Introduction to Process Control, Second Edition provides a bridge between the traditional view of process control and the current, expanded role by blending conventional topics with a broader perspective of more integrated process operation, control, and information systems. Updating and expanding the content of its predecessor, this second edition addresses issues in today's teaching of process control.


Teaching & Learning Principles








Presents a concept first followed by an example, allowing students to grasp theoretical concepts in a practical manner
Uses the same problem in each chapter, culminating in a complete control design strategy
Includes 50 percent more exercises





Content




Defines the traditional and expanded roles of process control in modern manufacturing
Introduces the link between process optimization and process control (optimizing control), including the effect of disturbances on the optimal plant operation, the concepts of steady-state and dynamic backoff as ways to quantify the economic benefits of control, and how to determine an optimal transition policy during a planned production change
Incorporates an introduction to the modern architectures of industrial computer control systems with real case studies and applications to pilot-scale operations
Discusses the expanded role of process control in modern manufacturing, including model-centric technologies and integrated control systems
Integrates data processing/reconciliation and intelligent monitoring in the overall control system architecture





Web Resource
The book's website offers a user-friendly software environment for interactively studying the examples in the text. The site contains the MATLAB (R) toolboxes for process control education as well as the main simulation examples from the book.

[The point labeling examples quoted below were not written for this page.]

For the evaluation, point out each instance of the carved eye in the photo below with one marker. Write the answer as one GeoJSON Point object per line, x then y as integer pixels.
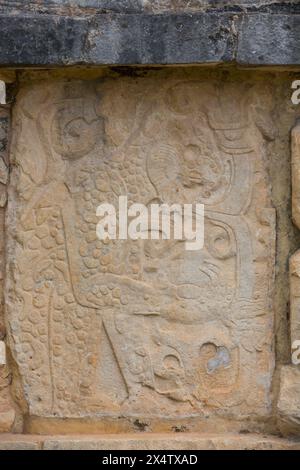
{"type": "Point", "coordinates": [73, 136]}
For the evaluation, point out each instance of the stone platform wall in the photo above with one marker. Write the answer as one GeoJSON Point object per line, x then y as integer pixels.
{"type": "Point", "coordinates": [144, 336]}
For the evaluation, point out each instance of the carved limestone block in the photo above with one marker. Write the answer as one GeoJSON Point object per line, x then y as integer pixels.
{"type": "Point", "coordinates": [140, 327]}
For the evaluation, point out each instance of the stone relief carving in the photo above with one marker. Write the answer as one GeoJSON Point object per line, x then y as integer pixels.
{"type": "Point", "coordinates": [7, 411]}
{"type": "Point", "coordinates": [139, 326]}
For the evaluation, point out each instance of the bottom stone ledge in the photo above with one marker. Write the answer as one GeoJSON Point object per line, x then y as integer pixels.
{"type": "Point", "coordinates": [147, 442]}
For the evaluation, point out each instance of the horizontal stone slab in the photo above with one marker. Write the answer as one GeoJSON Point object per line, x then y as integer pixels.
{"type": "Point", "coordinates": [140, 6]}
{"type": "Point", "coordinates": [149, 39]}
{"type": "Point", "coordinates": [147, 442]}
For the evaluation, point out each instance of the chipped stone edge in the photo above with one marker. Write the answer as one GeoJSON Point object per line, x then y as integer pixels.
{"type": "Point", "coordinates": [254, 38]}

Access the site through the authors' websites at www.pseonline.net and www.chms.ucdavis.edu/research/web/pse/ahmet/





Drawing on the authors' combined 50 years of teaching experiences, this classroom-tested text is designed for chemical engineering students but is also suitable for industrial practitioners who need to understand key concepts of process control and how to implement them. The authors help readers see how traditional process control has evolved into an integrated operational environment used to run modern manufacturing facilities.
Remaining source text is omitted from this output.